Misleading error (osd has already bound to class) when starting osd on nautilus? - ceph-users

25 Nov 2020

Hi!

I have a nautilus ceph cluster, and today I restarted one of the osd daemons
and spend some time trying to debug an error I was seeing in the log, though it
seems the osd is actually working.

The error I was seeing is:
```
Nov 25 09:07:43 osd15 systemd[1]: Starting Ceph object storage daemon osd.44...
Nov 25 09:07:43 osd15 systemd[1]: Started Ceph object storage daemon osd.44.
Nov 25 09:07:47 osd15 ceph-osd[12230]: 2020-11-25 09:07:47.846 7f55395fbc80 -1 osd.44
106947 log_to_monitors {default=true}
Nov 25 09:07:47 osd15 ceph-osd[12230]: 2020-11-25 09:07:47.850 7f55395fbc80 -1 osd.44
106947 mon_cmd_maybe_osd_create fail: 'osd.44 has already bound to class
'ssd', can not reset class to 'hdd'; use 'ceph osd crush
rm-device-class <id>' to remove old class first': (16) Device or resource
busy
```

There's no other messages in the journal so at first I thought that the osd
failed to start.
But it seems to be up and working correctly anyhow.

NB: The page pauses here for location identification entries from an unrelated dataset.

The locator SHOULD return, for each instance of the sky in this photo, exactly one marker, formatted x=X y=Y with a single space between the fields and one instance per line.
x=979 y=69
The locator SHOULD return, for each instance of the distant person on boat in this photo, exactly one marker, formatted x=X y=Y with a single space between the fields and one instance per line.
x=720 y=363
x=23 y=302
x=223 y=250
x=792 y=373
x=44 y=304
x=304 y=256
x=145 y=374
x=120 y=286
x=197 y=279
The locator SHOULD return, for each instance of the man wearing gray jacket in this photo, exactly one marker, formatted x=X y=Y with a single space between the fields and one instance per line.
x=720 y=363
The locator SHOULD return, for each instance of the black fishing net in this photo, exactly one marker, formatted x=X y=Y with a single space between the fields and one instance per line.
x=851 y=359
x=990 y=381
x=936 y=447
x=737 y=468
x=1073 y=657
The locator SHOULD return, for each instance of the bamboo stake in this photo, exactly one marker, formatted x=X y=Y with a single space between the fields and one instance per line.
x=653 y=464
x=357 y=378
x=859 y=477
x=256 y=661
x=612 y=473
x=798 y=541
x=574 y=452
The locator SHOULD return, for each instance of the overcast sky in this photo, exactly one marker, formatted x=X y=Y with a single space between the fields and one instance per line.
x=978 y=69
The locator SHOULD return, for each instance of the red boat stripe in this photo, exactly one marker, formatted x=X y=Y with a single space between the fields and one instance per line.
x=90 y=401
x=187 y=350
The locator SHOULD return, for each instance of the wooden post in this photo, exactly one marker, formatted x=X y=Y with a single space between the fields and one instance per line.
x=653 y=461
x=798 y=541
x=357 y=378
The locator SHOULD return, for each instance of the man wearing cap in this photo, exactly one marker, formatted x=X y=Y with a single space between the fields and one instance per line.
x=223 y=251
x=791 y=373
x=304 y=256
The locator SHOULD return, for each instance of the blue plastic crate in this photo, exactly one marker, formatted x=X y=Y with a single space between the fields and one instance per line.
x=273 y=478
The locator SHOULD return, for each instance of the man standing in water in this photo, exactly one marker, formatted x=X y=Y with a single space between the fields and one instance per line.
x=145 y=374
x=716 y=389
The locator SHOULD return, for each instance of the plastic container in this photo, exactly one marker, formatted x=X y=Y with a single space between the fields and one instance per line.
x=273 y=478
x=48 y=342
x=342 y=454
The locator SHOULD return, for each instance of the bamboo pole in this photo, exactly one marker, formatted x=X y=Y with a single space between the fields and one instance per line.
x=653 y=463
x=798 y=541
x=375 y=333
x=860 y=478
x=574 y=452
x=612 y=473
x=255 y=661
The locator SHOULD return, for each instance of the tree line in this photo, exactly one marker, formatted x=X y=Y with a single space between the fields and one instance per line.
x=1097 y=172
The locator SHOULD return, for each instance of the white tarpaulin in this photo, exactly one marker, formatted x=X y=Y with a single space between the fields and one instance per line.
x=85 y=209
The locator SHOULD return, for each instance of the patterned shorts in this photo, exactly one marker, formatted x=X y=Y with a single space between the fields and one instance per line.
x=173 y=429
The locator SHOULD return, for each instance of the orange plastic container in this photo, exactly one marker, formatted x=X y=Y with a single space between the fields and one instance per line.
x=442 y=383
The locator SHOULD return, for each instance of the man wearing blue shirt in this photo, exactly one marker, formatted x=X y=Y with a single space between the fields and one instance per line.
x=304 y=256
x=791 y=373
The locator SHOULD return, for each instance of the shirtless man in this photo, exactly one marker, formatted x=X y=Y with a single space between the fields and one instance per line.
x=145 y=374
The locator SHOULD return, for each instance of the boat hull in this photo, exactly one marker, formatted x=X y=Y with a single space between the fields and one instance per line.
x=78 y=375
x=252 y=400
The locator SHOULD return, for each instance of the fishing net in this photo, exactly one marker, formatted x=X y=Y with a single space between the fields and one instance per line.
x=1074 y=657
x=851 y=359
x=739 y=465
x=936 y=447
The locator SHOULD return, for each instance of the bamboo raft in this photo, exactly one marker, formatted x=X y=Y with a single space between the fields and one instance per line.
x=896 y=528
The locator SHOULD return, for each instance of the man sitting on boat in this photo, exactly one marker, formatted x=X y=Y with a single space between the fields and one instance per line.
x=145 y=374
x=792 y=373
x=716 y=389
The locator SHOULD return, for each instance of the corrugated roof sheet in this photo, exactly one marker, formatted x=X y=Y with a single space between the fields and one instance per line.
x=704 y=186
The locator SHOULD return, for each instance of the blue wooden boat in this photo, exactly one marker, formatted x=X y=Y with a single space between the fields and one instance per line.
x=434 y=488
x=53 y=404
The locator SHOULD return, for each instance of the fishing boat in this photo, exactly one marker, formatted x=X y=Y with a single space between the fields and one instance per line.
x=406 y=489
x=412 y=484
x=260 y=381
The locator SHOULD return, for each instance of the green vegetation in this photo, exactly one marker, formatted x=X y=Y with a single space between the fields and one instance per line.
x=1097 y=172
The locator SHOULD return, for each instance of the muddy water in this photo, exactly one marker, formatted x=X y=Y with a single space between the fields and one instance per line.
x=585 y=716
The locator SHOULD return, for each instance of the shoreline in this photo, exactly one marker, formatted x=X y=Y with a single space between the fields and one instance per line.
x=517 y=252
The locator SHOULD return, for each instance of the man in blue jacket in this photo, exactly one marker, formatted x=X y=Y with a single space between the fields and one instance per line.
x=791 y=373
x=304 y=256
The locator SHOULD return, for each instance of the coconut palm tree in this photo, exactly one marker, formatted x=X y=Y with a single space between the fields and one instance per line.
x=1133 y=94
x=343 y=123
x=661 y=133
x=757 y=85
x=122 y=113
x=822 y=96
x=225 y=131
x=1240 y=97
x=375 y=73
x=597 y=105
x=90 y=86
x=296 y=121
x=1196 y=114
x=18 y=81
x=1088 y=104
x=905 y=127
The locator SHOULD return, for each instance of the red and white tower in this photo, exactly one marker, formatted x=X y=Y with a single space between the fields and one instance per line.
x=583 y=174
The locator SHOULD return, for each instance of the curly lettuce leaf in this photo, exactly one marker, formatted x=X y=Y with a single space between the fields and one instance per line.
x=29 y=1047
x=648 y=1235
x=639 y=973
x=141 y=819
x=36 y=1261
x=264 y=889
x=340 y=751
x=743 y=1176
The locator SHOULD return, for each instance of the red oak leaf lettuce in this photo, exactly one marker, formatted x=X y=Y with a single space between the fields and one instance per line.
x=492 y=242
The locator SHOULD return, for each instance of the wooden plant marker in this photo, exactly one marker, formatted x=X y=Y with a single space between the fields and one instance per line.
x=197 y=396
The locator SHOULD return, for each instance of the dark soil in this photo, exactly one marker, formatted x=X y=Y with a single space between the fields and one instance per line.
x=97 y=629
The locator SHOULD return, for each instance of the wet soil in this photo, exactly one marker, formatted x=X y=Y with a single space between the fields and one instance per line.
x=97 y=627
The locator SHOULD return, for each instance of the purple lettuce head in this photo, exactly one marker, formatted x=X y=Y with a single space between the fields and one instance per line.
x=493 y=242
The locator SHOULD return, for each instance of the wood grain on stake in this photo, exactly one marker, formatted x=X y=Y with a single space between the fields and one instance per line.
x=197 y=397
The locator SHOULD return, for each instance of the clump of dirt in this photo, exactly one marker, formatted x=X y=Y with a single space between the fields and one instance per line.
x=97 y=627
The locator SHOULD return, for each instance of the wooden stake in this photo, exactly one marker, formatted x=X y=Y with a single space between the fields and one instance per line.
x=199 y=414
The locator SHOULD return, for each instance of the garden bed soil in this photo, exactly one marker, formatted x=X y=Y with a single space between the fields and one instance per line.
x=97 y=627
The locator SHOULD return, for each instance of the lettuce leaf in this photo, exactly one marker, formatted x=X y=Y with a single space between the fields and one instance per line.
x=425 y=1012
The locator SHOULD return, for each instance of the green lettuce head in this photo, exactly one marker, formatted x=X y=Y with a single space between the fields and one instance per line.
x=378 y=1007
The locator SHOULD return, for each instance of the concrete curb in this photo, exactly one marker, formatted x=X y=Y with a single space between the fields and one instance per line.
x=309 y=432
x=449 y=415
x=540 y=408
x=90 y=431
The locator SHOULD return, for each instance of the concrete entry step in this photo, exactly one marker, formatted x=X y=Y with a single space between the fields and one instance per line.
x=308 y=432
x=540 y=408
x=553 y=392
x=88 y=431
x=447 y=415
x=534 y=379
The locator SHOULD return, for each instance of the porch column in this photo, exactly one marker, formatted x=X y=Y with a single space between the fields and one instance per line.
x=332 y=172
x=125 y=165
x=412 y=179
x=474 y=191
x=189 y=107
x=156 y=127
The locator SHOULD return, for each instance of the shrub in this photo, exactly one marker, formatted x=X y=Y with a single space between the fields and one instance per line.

There's no "hdd" class in my crush map:
```
# ceph osd crush class ls
[
    "ssd"
]
```

And that osd is actually of the correct class:
```
# ceph osd crush get-device-class osd.44
ssd
```

```
# uname -a
Linux osd15 4.19.0-9-amd64 #1 SMP Debian 4.19.118-2+deb10u1 (2020-06-07) x86_64 GNU/Linux

# ceph --version
ceph version 14.2.5-1-g23e76c7aa6 (23e76c7aa6e15817ffb6741aafbc95ca99f24cbb) nautilus
(stable)
```

The osd shows up in the cluster and it's receiving load, so there seems to be
no problem, but does anyone know what that error is about?

Thanks!

-- 
David Caro
SRE - Cloud Services
Wikimedia Foundation <https://wikimediafoundation.org/>
PGP Signature: 7180 83A2 AC8B 314F B4CE  1171 4071 C7E1 D262 69C3

"Imagine a world in which every single human being can freely share in the
sum of all knowledge. That's our commitment."